If I have to reboot the pi to get USB access back that will be OK, but using the serial port makes that unlikely anyway.

I still haven't used the debugger. My problem turned out to be a cut and paste error: Picobit passes arguments to primitives in 4 global variables. This makes sense: these variables can easily be included in the roots for the GC, so GC is safe inside primitives. It is, however, a great fault injection vector.

Through all of this, I keep getting tripped over by the broken Makefile: I'll make a change to a primitive, or change a setting, and either the relevant files won't get built early enough for the compiler to use them, or Racket will have compiled the old one and ignore the changes anyway. I've replaced gen.config.rkt with a command line option: --code-start to set the code start address. I'd really like a module system, so I can do away with the gen.library.scm and gen.primitives.rkt.

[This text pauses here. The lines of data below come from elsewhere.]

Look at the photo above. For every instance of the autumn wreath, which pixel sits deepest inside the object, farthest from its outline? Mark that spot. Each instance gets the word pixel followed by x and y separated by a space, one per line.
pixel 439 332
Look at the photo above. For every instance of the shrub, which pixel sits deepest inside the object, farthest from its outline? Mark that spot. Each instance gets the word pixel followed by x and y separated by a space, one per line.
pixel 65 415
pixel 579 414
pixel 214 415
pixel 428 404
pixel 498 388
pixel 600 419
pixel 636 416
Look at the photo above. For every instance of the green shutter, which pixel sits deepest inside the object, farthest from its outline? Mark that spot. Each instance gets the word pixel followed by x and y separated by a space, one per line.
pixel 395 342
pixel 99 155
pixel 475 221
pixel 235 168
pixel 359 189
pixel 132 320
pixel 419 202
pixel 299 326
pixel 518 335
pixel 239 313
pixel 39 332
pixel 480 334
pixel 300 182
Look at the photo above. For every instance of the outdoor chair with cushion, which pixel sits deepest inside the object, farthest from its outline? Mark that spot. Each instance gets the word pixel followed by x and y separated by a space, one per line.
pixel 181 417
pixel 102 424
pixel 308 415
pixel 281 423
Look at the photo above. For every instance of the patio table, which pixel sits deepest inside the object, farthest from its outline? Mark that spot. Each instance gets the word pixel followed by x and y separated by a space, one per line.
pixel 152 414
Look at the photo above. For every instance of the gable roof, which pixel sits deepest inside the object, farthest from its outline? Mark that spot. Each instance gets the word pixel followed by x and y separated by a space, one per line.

Tony Garnock Jones, an ex college of mine at LShift is now at Northeastern university. It sounds like he shares an office with one of the Picobit authors too. I know of p-syntax from SISC, but Tony suggested I use Racket #lang, which looks very interesting indeed. I might turn the Picobit compiler into a Racket back end.

I've found Source-to-Source compilation in Racket, and the example Magnolisp matches my use case in that I want Racket to implement modules for me.

I don't know if I should dive into this now or try writing some scheme to talk to the real time clock. I want parametrized modules, so for example I can create an instance of the TinyRTC module with the second I2C controller as a parameter, and then create and instance of SRFI-19 using my TinyRTC instance to get actual dates.